Conan the Barbarian Review: So Bad, the Credits are Burning

August 22, 2011 by  
Filed under feature overlay, Movies

Sometimes the most frustrating experience of watching a movie can be when you realize how much just one more draft of the script could’ve really helped the final product. You can see glimmers of a better film hidden in the story, and a few uneasy elements that could be reworked into something grander. But sometimes a movie is just crap. This week, that movie is Conan the Barbarian.

From director Marcus Nispel (The Texas Chainsaw Massacre/Friday the 13th remakes) and a trio of writers whose biggest credits include Dylan Dog and a Halloween sequel, Conan the Barbarian tells the origin of Robert E. Howard’s pulp hero while aiming to set up a new franchise.

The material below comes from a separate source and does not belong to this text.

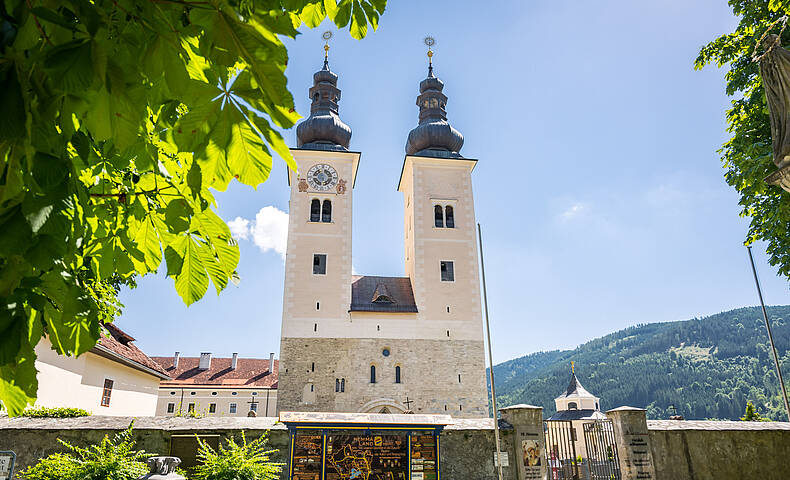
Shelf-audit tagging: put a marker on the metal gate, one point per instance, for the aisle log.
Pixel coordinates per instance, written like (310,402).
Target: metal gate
(602,459)
(561,454)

Set in the pre-Christian Hyborian Age, the story, not a retread of either Schwarzenegger film from the 80s, follows Conan (Jason Momoa, Game of Thrones), a Cimmerian who starts a quest to avenge the murder of his father by the warlord Khalar Zym (Stephen Lang, Avatar). Khalar happens to be on a quest of his own to re-forge an ancient mask and fill it with the fabled “pure blood” so that he can resurrect his murdered wife and become something of a god. Along the way, Conan becomes the captor/reluctant protector of Tamara (Rachel Nichols, GI Joe), who may hold the secret Zym seeks, and runs afoul of Zym’s witch daughter Marique (Rose McGowan).

From the minute the voiceover started at the beginning, detailing the past events that set up the mask macguffin, I already felt kind of silly for dragging my friend to it. It only goes downhill from there. The R rating is easily earned in the first 20 minutes when an eager young Conan (Leo Howard) seeks to earn a place among the warriors and impress his father, played by genre staple Ron Pearlman. Several beheadings and slaughters later, we flash forward and catch up with a now adult Conan and join the aforementioned quest.

Momoa does his best to breakthrough for big screen audiences, and he’s a fully capable action star. I could see a Dwayne Johnson-esque career in his future, minus all the Disney family films. Lang and Nichols both have tragically little to do with their screen time, though the latter doesn’t end up wearing a ridiculous starfish crown near the climax and manages to try and build some dramatic tension all on her own. I’ve always thought of Nichols as an underutilized talent, ever since her stint on Alias, and wish she’d land a role that lets her stretch a little.

McGowan, whose performance I was most looking forward to, wears crazy like runway couture, but is also victim to lack of development that sidelines her, her steel claws, and strange hairdo for most of the picture. Still, her disturbing relationship with her father is one of the creative highpoints of the script, particularly since the role was written originally for a male. One minute, he’s knocking her across the room, while the next morning they’re waking up in bed together. I won’t even go into the disposable henchmen and their roles.

The chief problem I think I have with this movie is there’s both too much and too little happening all at once. We don’t really get to spend adequate time developing any of the characters. There are monsters that pop up, probably just for the sake of giving Momoa something to slay, which wouldn’t be so bad if I cared whether or not he lost. His character’s not really built up as a hero, antihero, or crusader. Zym’s wife is an afterthought, only mentioned briefly near the end of the film, and probably gets more empathy on screen than Zym himself. Creepy as it may sound, I wish they’d pushed the envelope a little farther with the Electra complex between Marique and Zym. While the concept was chilling, she seems a little too quick to help to get her mother back. The real loser with screen time is Nichols, who really is the metaphorical object everyone seems to need.

Somewhere near the middle I felt like a hostage going through Stockholm syndrome, trying desperately to find something to like just so I could make it through with a positive. But, it’s just not there. It’s so bad, the credits literally smolder and burn as if to wash all memory of the experience away. I wouldn’t hold my breath for Conan 2 anytime soon.

Images courtesy of Simon Varsano and Lionsgate

Comments

4 Responses to “Conan the Barbarian Review: So Bad, the Credits are Burning”
  1. raz sd f says:

    jason momoa was epic in Game of thrones

  2. steadycat says:

    I’ve only seen the trailer (twice), but seriously, this movie looks terrible!

  3. Mike R. says:

    What was frustrating for me was I’d seen enough of the first twenty minutes you mention in the trailer that it was not that exciting to me. I was really looking forward to this movie and I’m afraid it’ll probably be a long time before I get to see another Conan movie.

  4. movie watcher says:

    Jason Momoa was onr of numerous mistakes for this movie. He can’t act his way out of a paper bag. He was bad in the stargate series and is getting worse. I felt like I was watching baywatch, just a series of flexing and posing, I kept expecting the “hoff” to pull up in a jeep with bikini babes and beach balls. I think some third grafers on U-tube have a more realistic swoord-fighting video. All I can say for Jason Momoa is he looks like a ghey twink-boy not an action hero. I will skip any more films with him in them like a plauge.